Keerthivasan
Keerthivasan

Reputation: 12890

Bug in recursive function

I'm trying to get a pin number with only 4 digits. But the numbers that are less than 1000 are also getting printed. What is happening in this code?

import java.util.Random;

public class Util {

    public static int getRandomPINNumber(){
        Random randomGenerator = new Random();
        int randomNo = randomGenerator.nextInt(10000);
        if(randomNo < 1000)
        getRandomPINNumber(); //repeat if it is less than 1000,some bug here
        return randomNo;
    }

    public static void main(String[] args){
        for(int i = 0;i<100; i++)
            System.out.println(getRandomPINNumber());
    }

}

Output

6413
1692
5734
105  <--- why 105 is getting printed, it should reevaluate the pin right? 
4857
6348
1355

Upvotes: 4

Views: 564

Answers (5)

Keerthivasan
Keerthivasan

Reputation: 12890

I made the code this way,

public class Util {

    static Random randomGenerator = new Random();

    public static int getRandomPINNumber(){
        int randomNo = randomGenerator.nextInt(9000) + 1000;
        return randomNo;
    }


    public static void main(String[] args){
        for(int i = 0;i<100; i++)
            System.out.println(getRandomPINNumber());
    }

}

Posting the fully bug free code following all the information / tips from other answers

Upvotes: 0

samhareem
samhareem

Reputation: 136

You need to enclose the code you want to process after the if statement in curly braces and assign the result of the method to randomNo.

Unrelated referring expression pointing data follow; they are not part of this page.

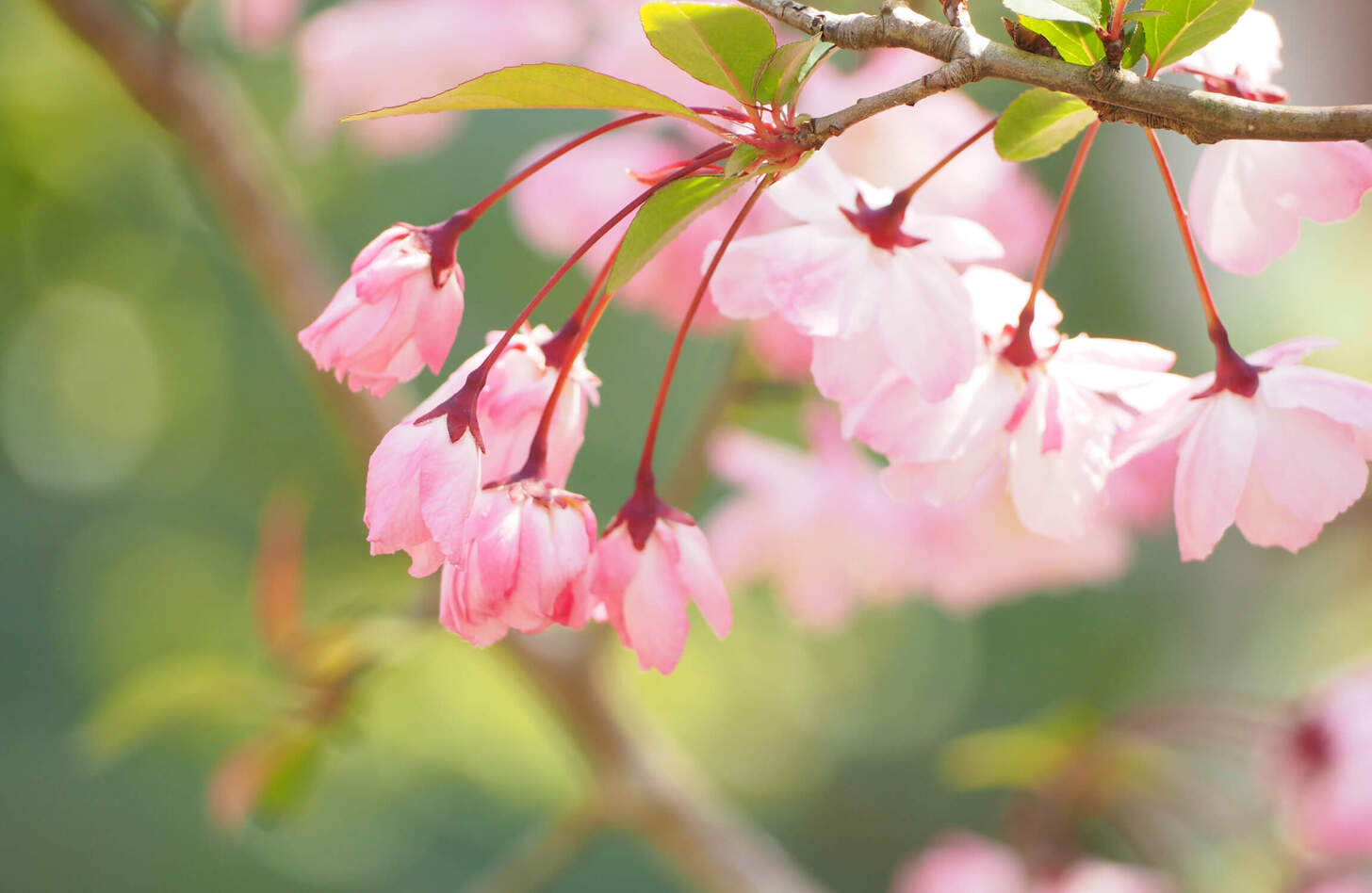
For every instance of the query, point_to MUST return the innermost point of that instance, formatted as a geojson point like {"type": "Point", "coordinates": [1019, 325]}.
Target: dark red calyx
{"type": "Point", "coordinates": [1233, 372]}
{"type": "Point", "coordinates": [882, 224]}
{"type": "Point", "coordinates": [1314, 746]}
{"type": "Point", "coordinates": [460, 411]}
{"type": "Point", "coordinates": [641, 511]}
{"type": "Point", "coordinates": [441, 240]}
{"type": "Point", "coordinates": [556, 349]}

int randomNo = randomGenerator.nextInt(10000);
if (randomNo < 1000) {
    randomNo = getRandomPINNumber(); //repeat if it is less than 1000,some bug here
}
return randomNo;

You could also avoid values that are < 1000 by using

int randomNo = randomGenerator.nextInt(9000) + 1000;

This will return numbers from 1000 to 9999 and is a much cleaner solution than recursion.

Upvotes: 2

Denis Lukenich
Denis Lukenich

Reputation: 3174

Just a hint, actually you don't need to use recursion here:

    return randomGenerator.nextInt(9000) + 1000;

is a much more simple solution.

Upvotes: 2

Tunaki
Tunaki

Reputation: 137289

The problem is that you are not returning the result of the recursive call. Change you code to:

public static int getRandomPINNumber(){
    Random randomGenerator = new Random();
    int randomNo = randomGenerator.nextInt(10000);
    if(randomNo < 1000)
        return getRandomPINNumber(); //repeat if it is less than 1000
    return randomNo;
}

When you call the function for the first time and a number less than 1000 is generated, you recursively call getRandomPINNumber but ignore the return value.

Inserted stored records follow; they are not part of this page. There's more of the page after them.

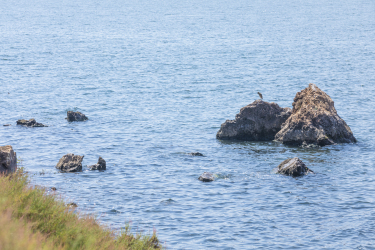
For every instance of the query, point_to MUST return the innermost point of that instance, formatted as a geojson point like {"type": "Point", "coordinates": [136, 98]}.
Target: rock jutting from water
{"type": "Point", "coordinates": [8, 160]}
{"type": "Point", "coordinates": [196, 154]}
{"type": "Point", "coordinates": [293, 167]}
{"type": "Point", "coordinates": [101, 165]}
{"type": "Point", "coordinates": [76, 117]}
{"type": "Point", "coordinates": [70, 163]}
{"type": "Point", "coordinates": [206, 177]}
{"type": "Point", "coordinates": [314, 120]}
{"type": "Point", "coordinates": [258, 121]}
{"type": "Point", "coordinates": [30, 123]}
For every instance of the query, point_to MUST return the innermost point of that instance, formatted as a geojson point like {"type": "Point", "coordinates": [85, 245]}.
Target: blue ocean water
{"type": "Point", "coordinates": [157, 79]}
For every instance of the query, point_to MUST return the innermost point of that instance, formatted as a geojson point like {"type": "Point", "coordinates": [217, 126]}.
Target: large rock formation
{"type": "Point", "coordinates": [258, 121]}
{"type": "Point", "coordinates": [293, 167]}
{"type": "Point", "coordinates": [314, 120]}
{"type": "Point", "coordinates": [101, 165]}
{"type": "Point", "coordinates": [70, 163]}
{"type": "Point", "coordinates": [30, 123]}
{"type": "Point", "coordinates": [76, 116]}
{"type": "Point", "coordinates": [8, 160]}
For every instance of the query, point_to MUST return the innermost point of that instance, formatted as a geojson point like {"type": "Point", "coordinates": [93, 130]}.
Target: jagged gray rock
{"type": "Point", "coordinates": [258, 121]}
{"type": "Point", "coordinates": [314, 120]}
{"type": "Point", "coordinates": [70, 163]}
{"type": "Point", "coordinates": [8, 160]}
{"type": "Point", "coordinates": [76, 116]}
{"type": "Point", "coordinates": [206, 177]}
{"type": "Point", "coordinates": [101, 165]}
{"type": "Point", "coordinates": [293, 167]}
{"type": "Point", "coordinates": [30, 123]}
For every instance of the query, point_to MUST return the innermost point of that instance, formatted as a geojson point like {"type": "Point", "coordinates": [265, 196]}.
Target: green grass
{"type": "Point", "coordinates": [32, 219]}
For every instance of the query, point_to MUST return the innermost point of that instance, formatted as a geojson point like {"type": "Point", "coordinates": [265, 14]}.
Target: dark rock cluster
{"type": "Point", "coordinates": [101, 165]}
{"type": "Point", "coordinates": [312, 121]}
{"type": "Point", "coordinates": [76, 116]}
{"type": "Point", "coordinates": [30, 123]}
{"type": "Point", "coordinates": [258, 121]}
{"type": "Point", "coordinates": [8, 160]}
{"type": "Point", "coordinates": [207, 177]}
{"type": "Point", "coordinates": [293, 167]}
{"type": "Point", "coordinates": [70, 163]}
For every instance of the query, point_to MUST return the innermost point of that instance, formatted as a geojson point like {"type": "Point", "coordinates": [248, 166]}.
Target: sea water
{"type": "Point", "coordinates": [158, 78]}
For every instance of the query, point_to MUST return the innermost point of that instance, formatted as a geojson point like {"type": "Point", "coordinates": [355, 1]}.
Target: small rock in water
{"type": "Point", "coordinates": [293, 167]}
{"type": "Point", "coordinates": [101, 165]}
{"type": "Point", "coordinates": [70, 163]}
{"type": "Point", "coordinates": [8, 160]}
{"type": "Point", "coordinates": [30, 123]}
{"type": "Point", "coordinates": [76, 116]}
{"type": "Point", "coordinates": [72, 204]}
{"type": "Point", "coordinates": [206, 177]}
{"type": "Point", "coordinates": [196, 154]}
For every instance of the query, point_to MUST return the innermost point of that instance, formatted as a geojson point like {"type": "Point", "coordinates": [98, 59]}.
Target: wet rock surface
{"type": "Point", "coordinates": [314, 120]}
{"type": "Point", "coordinates": [293, 167]}
{"type": "Point", "coordinates": [206, 177]}
{"type": "Point", "coordinates": [72, 204]}
{"type": "Point", "coordinates": [196, 154]}
{"type": "Point", "coordinates": [101, 165]}
{"type": "Point", "coordinates": [8, 160]}
{"type": "Point", "coordinates": [258, 121]}
{"type": "Point", "coordinates": [30, 123]}
{"type": "Point", "coordinates": [76, 116]}
{"type": "Point", "coordinates": [70, 163]}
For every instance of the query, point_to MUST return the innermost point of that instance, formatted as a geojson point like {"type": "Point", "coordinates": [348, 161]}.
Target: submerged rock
{"type": "Point", "coordinates": [72, 204]}
{"type": "Point", "coordinates": [76, 116]}
{"type": "Point", "coordinates": [293, 167]}
{"type": "Point", "coordinates": [258, 121]}
{"type": "Point", "coordinates": [101, 165]}
{"type": "Point", "coordinates": [70, 163]}
{"type": "Point", "coordinates": [8, 160]}
{"type": "Point", "coordinates": [206, 177]}
{"type": "Point", "coordinates": [30, 123]}
{"type": "Point", "coordinates": [314, 120]}
{"type": "Point", "coordinates": [196, 154]}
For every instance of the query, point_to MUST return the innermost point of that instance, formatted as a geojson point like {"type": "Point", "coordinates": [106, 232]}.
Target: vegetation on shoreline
{"type": "Point", "coordinates": [32, 219]}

Also, you should not call new Random() multiple times. Call it once and store the result.

Upvotes: 8

Bathsheba
Bathsheba

Reputation: 234875

Three things, in order of increasing pedantry

  1. You need to return the value of the recursive function: return getRandomPINNumber(); else you're discarding the result.

  2. Don't call Random randomGenerator = new Random(); multiple times, else you ruin the statistical properties of the generator. Have randomGenerator as a field of your class, or pass it in to your function.

  3. Never discard results of a random number generator else you will introduce some statistical bias. (Over the years very many research papers have been debunked due to improper random number generator usage). In your case you can use int randomNo = randomGenerator.nextInt(9000) + 1000; and drop the discarding altogether.